有働 ええっ!? 色気なんてまったくないと思いますよ。
大石 何を言ってるの。本当は自覚しているでしょう?
有働 いま浮いた話といえば、犬とチューするくらいしかないです。
大石 これはぜひ書いてほしいのですが、有働さんがNHKにいらした頃、一緒にドラマを作っていた男性プロデューサーが打ち合わせ室に入ってくるなり「今、有働さんとすれ違った!」と嬉しそうに報告するんですよ。すれ違っただけでですよ。みんなが、有働さんを好きで好きでたまらないんだな〜と思いました。
有働 本当ですか。なんで気づかなかったんだろう……。
大石 私も有働さんの番組に何度も出させていただきましたが、現場ではメインキャスターとして見事に番組全体を仕切っているのに、画面越しだとホンワカとして可愛らしく見える。このギャップが人の心をそそるんだろうなと思っていました。
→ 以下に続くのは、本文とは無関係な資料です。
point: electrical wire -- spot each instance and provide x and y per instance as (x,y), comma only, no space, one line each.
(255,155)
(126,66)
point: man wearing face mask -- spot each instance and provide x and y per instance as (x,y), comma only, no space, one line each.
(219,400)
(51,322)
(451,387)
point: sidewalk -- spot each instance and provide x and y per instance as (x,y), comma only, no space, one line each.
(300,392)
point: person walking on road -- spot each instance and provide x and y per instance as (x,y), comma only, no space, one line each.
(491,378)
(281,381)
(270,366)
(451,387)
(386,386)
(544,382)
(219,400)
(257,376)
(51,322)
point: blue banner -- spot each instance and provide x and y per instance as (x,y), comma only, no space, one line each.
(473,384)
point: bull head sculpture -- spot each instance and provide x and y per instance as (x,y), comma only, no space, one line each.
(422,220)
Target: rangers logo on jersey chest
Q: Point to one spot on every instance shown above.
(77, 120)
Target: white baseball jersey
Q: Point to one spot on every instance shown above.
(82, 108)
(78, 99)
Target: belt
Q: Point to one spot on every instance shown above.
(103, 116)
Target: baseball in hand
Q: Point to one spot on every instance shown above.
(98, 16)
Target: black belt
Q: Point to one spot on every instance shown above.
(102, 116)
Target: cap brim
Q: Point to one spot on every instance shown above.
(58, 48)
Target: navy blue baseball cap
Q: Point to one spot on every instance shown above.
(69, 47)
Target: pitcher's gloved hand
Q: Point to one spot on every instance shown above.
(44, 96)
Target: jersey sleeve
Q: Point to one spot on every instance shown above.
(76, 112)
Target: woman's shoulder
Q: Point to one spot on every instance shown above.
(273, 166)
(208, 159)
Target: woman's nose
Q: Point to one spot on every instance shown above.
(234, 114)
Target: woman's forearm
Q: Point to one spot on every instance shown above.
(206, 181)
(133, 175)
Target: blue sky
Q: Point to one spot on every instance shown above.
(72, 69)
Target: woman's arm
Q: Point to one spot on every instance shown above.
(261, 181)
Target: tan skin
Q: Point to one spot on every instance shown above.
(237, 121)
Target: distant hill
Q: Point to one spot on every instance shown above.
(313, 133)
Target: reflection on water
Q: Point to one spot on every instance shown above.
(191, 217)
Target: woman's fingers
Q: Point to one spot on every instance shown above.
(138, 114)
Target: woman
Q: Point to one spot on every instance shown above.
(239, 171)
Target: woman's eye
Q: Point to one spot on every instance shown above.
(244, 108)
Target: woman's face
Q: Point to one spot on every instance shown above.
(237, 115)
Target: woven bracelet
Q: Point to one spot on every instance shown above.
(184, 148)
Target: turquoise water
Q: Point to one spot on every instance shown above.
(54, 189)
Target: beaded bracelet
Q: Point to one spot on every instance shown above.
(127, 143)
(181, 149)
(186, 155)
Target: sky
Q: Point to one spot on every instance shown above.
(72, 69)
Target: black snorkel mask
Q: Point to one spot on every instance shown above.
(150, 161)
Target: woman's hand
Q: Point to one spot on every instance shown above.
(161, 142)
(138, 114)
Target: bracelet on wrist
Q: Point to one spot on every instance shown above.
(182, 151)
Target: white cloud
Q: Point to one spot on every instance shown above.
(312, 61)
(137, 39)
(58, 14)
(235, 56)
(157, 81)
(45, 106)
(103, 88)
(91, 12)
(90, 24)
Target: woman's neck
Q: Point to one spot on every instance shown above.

有働 え〜、ありがたい。もう一回NHKに入り直そうかな(笑)。
大石 色気って基本的には天性のもので、無い人が踏ん張っても出せるものではないですものね。役者もこの天性の色気がないと、作品のど真ん中を張ることは出来ないと思います。
吉高由里子には色香がある
有働 大石さんは1986年に脚本家としてデビューし、NHKの連続テレビ小説『ふたりっ子』『オードリー』や、『セカンドバージン』『家売るオンナ』など数々の話題作を手がけてこられました。現在は2024年の大河ドラマ『光る君へ』の脚本をご執筆中ですが、このドラマでど真ん中を張る俳優さんも、やはり色気がありますか?